The cause of Meniere’s is not really understood. But the effects are hard to ignore. Ringing in the ears, dizziness, vertigo, and hearing loss are all common symptoms of this disease. Symptoms of Meniere’s disease seem to come from a buildup of fluid in the inner ear, but scientists aren’t really certain what causes that buildup to begin with.
So here’s the question: how can you deal with something that doesn’t seem to have a discernible cause? It’s a complicated answer.
What exactly is Meniere’s disease?
There’s a persistent condition that affects the inner ear and it’s called Meniere’s disease. Symptoms of Meniere’s will get worse over time, for many people, because it’s a progressive disorder. Those symptoms may include:
Unpredictable bouts of vertigo: Sadly, when these bouts of vertigo will strike and how long they may last can’t be predicted.
Tinnitus: The intensity of this tinnitus could ebb and flow, but it’s not unusual for those with Meniere’s Disease to experience ringing in their ears.
Fullness in the ear: This symptom is medically known as aural fullness, the feeling of pressure in your ear.
Hearing loss: Meniere’s disease can result in hearing loss over time.
If you experience these symptoms, it’s essential to get a definitive diagnosis. For many individuals with Meniere’s, symptoms are irregular. But as time passes, symptoms can become more consistent and noticeable.
How is Meniere’s disease treated?
Meniere’s disease is a progressive and chronic condition which has no known cure. But that doesn’t mean there isn’t any way to treat it.

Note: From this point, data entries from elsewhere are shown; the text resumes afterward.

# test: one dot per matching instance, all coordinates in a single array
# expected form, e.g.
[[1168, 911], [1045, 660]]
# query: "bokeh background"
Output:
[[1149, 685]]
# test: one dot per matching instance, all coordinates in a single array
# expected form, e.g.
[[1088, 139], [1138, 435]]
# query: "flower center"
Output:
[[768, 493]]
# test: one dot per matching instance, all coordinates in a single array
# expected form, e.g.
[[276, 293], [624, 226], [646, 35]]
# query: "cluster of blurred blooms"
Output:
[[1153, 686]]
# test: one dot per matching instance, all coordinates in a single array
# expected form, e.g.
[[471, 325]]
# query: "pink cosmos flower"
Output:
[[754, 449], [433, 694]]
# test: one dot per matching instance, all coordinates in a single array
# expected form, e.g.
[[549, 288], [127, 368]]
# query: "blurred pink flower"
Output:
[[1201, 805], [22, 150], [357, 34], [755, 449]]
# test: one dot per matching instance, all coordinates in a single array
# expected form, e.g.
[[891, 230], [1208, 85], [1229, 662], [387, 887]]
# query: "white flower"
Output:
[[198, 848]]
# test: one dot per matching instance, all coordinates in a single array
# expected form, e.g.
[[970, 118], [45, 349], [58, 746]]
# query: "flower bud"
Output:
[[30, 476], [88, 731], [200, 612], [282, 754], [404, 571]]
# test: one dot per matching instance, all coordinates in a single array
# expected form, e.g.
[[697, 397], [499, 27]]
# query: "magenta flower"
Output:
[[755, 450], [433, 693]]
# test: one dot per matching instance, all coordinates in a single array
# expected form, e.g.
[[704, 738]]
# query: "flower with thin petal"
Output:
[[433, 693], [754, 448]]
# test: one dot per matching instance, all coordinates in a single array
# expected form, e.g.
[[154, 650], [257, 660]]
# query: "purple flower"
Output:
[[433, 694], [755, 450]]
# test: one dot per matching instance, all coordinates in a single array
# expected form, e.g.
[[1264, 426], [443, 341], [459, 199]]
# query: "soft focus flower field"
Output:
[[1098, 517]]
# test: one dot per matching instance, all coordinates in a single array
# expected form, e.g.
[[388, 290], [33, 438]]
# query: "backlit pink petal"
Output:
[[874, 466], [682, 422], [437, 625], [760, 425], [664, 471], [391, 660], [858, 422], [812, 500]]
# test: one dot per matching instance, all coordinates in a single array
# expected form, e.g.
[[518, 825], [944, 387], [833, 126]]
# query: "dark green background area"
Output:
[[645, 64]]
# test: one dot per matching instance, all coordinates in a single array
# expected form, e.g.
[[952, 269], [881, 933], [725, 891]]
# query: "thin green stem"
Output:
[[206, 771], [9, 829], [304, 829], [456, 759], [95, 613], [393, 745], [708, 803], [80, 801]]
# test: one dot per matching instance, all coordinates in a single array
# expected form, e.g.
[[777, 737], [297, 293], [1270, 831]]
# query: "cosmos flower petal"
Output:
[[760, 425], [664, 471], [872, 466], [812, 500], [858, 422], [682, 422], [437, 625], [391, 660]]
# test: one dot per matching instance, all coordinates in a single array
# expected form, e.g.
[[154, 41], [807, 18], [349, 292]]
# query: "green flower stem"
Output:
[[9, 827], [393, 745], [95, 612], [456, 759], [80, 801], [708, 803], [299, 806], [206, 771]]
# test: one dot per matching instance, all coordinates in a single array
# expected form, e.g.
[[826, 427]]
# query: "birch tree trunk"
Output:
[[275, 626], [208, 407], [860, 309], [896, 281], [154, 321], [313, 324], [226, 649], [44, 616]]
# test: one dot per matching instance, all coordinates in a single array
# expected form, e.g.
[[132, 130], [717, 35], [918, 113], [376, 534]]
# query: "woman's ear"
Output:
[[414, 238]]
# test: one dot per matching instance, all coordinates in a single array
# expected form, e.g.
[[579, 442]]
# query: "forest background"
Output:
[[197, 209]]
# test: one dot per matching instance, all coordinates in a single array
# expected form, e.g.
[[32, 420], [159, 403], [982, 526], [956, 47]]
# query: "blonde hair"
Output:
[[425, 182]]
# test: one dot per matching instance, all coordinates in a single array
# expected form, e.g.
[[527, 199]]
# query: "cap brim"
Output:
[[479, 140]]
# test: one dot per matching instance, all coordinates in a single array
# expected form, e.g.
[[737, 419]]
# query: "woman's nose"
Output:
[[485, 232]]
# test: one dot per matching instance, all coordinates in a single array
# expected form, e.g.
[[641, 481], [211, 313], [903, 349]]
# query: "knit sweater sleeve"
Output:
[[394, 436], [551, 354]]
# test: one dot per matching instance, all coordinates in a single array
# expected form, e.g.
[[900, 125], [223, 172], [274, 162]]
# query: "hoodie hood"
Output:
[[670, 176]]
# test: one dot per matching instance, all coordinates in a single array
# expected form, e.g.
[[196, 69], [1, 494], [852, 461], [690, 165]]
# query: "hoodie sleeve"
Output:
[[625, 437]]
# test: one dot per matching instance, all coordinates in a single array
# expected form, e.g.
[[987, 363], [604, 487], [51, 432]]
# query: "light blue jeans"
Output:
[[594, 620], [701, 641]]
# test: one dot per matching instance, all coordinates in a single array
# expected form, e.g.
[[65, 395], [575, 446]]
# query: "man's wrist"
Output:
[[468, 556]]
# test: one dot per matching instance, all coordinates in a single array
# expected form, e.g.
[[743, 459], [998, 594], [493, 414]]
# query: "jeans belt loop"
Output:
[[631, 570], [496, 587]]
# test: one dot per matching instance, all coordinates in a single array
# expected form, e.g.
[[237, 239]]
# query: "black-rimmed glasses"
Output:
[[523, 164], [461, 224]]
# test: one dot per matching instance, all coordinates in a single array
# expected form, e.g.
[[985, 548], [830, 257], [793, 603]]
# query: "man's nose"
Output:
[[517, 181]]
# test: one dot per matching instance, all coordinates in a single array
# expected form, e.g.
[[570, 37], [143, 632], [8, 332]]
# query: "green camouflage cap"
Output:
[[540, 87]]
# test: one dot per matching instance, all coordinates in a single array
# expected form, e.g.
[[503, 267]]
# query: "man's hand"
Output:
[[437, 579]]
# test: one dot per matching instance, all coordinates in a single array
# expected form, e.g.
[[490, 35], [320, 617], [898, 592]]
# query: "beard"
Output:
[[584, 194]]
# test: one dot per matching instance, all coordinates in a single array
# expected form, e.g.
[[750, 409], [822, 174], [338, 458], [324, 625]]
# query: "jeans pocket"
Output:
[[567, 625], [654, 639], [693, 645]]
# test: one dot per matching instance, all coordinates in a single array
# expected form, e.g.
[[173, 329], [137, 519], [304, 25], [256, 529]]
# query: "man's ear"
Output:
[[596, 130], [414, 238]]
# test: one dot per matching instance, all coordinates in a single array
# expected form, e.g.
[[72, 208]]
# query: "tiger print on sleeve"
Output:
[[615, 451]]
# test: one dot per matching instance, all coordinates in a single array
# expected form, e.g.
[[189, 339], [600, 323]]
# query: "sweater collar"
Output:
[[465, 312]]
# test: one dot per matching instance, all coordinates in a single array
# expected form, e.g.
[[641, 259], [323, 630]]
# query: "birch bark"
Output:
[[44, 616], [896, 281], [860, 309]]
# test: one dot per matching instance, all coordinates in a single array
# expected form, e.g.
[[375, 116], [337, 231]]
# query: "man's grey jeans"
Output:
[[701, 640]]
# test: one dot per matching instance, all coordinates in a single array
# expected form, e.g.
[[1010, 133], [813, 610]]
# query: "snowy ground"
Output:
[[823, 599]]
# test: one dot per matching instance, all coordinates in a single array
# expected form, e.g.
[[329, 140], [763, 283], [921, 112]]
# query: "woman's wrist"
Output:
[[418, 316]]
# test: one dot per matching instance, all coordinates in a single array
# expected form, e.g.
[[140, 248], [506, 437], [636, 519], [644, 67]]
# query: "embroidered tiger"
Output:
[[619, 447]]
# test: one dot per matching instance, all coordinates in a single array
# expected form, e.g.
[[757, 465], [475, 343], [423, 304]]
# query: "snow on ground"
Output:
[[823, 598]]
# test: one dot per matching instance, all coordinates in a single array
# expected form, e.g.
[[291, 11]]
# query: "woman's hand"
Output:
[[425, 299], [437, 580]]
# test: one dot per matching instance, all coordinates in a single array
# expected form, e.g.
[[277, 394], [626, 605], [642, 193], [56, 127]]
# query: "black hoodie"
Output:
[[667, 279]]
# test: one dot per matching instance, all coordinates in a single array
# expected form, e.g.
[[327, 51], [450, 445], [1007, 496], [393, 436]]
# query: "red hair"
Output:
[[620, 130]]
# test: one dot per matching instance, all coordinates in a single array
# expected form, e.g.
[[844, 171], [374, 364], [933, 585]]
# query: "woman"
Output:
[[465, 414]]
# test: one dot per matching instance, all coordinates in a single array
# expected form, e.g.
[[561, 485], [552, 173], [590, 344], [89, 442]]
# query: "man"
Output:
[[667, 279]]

The following are some of those treatments:
- Rehabilitation: There are rehabilitation and physical therapy methods that can help you preserve balance when Meniere’s disease is acting up. If you’re perpetually dizzy or experiencing vertigo, this approach may be warranted.
- Surgery: In some cases, Meniere’s disease can be addressed with surgery. However, these surgical techniques will generally only impact the vertigo side of symptoms. It won’t affect the other symptoms.
- Steroid shots: Injections of certain types of steroids can temporarily help relieve some Meniere’s symptoms, particularly in regards to vertigo.
- Diuretic: A diuretic is another medication option that may be prescribed by your physician. The concept is that reducing the retention of fluids could help minimize pressure on your inner ear. This is a long-term medication that you’d take as opposed to one to decrease severe symptoms.
- Positive pressure therapy: When Meniere’s disease is particularly challenging to treat, this non-invasive strategy can be used. It’s called positive pressure therapy. In order to minimize fluid buildup, the inner ear is subjected to positive pressure. While positive pressure therapy is promising, the long-term advantages of this approach have yet to be borne out by peer-reviewed research.
- Hearing aid: It may be time to try hearing aids if Meniere’s disease is progressing to the point where your ability to hear is failing. The progression of your hearing loss won’t necessarily be slowed by hearing aids. But it can help keep you socially active which can improve your mental health. Hearing aids can also help you manage the symptoms of tinnitus in several ways.
- Medications: Anti-nausea and anti-dizziness medications can be prescribed by your physician in some situations. This can be helpful when those particular symptoms appear. So, when an episode of dizziness happens, medication for motion sickness can help alleviate that dizziness.
Find the best treatment for you
You should get checked out if think you might have Meniere’s disease. Treatments for Meniere’s can sometimes slow the progression of your condition. But these treatments more often help you have a greater quality of life despite your condition.